このように、大理石の石の種類それぞれの特徴を明確に表し、大理石本来の機能である「質感そのものがまとう高級」を回復させることがレストレーションの目的です。
なぜお金持ちの家や国家権力を象徴する建物の床に大理石が張られているのか?
入ったとたんバーンと目に入るエントランスや玄関ホールといった位置に使われるのは何故か?
その理由は、大理石のコンディションが、美意識やものの扱い方を露呈し、資産状況も見透かす指標となるからだと言われています。
私には、高品質を見極める文化的教養があり、美意識が高く汚れた感覚を嫌い、良い状態を保つためにはコストを惜しまない、その勢いと覚悟が現在ありますよ。というアピールになるという意味です。

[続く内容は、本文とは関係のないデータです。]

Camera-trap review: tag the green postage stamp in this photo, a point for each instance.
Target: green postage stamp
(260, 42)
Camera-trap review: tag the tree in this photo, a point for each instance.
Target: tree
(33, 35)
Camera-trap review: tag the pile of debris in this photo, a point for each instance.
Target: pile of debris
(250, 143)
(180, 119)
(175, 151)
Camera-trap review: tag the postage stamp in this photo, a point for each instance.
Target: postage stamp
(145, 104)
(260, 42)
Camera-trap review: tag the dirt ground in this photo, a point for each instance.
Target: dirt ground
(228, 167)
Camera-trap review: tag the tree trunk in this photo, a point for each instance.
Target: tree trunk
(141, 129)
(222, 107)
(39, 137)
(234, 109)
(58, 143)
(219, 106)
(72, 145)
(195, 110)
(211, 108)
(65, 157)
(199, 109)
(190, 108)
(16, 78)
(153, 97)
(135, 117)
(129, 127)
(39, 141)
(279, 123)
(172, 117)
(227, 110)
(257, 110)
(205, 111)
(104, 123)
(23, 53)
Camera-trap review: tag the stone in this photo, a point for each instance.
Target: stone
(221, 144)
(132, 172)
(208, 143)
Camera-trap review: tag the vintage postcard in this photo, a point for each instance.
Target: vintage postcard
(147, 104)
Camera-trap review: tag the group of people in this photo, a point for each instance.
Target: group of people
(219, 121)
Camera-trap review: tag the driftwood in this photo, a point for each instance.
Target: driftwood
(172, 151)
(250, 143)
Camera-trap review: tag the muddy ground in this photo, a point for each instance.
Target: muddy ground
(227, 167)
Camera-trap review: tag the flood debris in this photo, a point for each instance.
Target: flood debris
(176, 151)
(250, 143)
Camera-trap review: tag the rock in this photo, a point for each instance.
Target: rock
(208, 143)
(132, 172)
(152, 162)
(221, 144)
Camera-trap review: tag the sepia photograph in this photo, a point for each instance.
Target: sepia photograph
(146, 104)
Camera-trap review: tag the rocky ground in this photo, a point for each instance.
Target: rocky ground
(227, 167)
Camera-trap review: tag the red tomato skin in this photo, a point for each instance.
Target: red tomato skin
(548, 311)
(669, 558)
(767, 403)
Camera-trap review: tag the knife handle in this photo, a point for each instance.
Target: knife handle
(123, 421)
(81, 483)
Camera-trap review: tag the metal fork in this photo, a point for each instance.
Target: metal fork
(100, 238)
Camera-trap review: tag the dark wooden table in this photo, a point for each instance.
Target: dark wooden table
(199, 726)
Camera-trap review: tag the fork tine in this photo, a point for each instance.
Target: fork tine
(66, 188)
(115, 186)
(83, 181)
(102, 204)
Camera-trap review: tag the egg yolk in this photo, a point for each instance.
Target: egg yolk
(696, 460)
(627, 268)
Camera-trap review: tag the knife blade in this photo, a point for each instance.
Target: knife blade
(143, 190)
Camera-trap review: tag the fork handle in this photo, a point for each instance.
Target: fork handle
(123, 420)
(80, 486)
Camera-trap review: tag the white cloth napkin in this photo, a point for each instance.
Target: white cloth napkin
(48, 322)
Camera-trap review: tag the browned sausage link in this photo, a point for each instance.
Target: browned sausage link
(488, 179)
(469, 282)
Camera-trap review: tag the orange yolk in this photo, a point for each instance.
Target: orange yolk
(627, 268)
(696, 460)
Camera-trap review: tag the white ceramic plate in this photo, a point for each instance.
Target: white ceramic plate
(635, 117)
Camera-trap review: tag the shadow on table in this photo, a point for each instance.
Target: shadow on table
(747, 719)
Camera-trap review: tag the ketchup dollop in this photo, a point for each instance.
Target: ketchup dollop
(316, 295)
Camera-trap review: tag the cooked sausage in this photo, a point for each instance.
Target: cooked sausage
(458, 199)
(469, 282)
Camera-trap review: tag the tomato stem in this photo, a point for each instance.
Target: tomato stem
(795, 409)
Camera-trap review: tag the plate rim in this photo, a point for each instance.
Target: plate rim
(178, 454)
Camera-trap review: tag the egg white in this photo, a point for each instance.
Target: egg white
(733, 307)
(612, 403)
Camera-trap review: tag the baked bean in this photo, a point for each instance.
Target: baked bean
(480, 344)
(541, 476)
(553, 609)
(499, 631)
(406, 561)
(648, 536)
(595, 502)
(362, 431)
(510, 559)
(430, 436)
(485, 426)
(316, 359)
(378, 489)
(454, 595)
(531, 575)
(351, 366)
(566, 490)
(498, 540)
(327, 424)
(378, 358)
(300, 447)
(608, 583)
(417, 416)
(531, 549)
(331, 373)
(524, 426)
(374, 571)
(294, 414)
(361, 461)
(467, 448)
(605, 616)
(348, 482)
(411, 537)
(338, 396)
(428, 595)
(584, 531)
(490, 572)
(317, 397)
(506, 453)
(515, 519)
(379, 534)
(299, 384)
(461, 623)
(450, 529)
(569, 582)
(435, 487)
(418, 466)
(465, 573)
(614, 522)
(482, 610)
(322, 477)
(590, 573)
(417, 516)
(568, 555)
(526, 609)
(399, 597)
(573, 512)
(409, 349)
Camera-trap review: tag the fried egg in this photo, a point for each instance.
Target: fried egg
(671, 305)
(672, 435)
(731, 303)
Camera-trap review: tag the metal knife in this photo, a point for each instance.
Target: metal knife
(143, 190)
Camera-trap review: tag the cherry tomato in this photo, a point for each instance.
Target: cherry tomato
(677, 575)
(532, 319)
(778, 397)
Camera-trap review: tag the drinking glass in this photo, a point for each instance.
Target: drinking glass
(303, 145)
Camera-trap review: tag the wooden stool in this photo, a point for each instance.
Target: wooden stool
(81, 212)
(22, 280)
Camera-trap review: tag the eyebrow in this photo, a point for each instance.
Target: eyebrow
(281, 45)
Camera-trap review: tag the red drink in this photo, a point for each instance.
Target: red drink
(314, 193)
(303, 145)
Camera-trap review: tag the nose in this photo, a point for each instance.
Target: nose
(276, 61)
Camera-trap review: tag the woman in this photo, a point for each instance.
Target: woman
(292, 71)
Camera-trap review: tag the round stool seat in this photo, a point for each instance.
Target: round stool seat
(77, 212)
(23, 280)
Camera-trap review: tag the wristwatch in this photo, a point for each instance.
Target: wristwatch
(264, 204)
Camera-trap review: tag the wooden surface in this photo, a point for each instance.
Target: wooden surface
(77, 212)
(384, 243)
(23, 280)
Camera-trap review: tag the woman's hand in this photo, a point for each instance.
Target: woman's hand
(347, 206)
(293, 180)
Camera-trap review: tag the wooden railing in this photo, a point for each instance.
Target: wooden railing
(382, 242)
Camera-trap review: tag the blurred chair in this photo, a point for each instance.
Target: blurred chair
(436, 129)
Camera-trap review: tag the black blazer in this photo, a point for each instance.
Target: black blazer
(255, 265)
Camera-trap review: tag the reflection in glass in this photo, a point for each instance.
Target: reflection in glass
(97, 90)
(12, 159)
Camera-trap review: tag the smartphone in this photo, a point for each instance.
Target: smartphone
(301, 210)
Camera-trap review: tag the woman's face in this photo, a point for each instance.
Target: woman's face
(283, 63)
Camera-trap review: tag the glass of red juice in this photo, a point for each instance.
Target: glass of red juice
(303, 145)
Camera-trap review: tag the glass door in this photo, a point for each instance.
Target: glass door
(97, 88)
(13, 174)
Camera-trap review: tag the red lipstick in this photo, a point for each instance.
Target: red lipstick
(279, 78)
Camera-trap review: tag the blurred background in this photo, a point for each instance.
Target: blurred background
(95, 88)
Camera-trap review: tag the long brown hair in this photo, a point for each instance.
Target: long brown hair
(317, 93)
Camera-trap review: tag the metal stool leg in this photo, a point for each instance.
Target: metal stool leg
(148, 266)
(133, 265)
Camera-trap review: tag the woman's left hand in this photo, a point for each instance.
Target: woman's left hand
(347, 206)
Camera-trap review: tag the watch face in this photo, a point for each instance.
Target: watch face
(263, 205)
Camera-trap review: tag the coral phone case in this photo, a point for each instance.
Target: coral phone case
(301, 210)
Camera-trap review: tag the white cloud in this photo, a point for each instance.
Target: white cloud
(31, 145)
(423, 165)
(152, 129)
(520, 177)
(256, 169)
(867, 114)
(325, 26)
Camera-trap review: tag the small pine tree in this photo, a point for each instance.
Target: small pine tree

自分の今の内面がモロバレする。沽券に関わる。マウント取られる。ゆえの、じぇったいにピッカピカにキレイにするのです。そして、テリトリーに立ち入った相手にドヤ!と見せつける。
大理石は、張られているだけじゃ高級じゃない。事実、大理石そのものはさほど高価ではありません。もの自体ではなく、常に光って清潔である「現状・状態」に価値がある。というわけです。
日本では、その 「大理石を使う意味・大理石の機能」 知られないまま、どんだけの大理石がガサガサに汚れてくすんでいるのだろうと思うと、しみじみします。
お金なんて掛けないでOKと思ってたところからメンテナンスの費用を捻出するのは大変なこと。
しかし、あまりにも長期に亘りノーメンテナンスの状態ですと、大理石が単なるカルシウム状となり脆く崩れたり白濁したり、大理石としての特性を失います。大理石であることを石みずからがヤメちゃうような感じです。
磨けども磨けどもスカスカと光沢は上がらず、レストレーションの回復度は著しく低下します。ご予算もあるかと存じますが、タイムリミットもある旨、ご参考まで!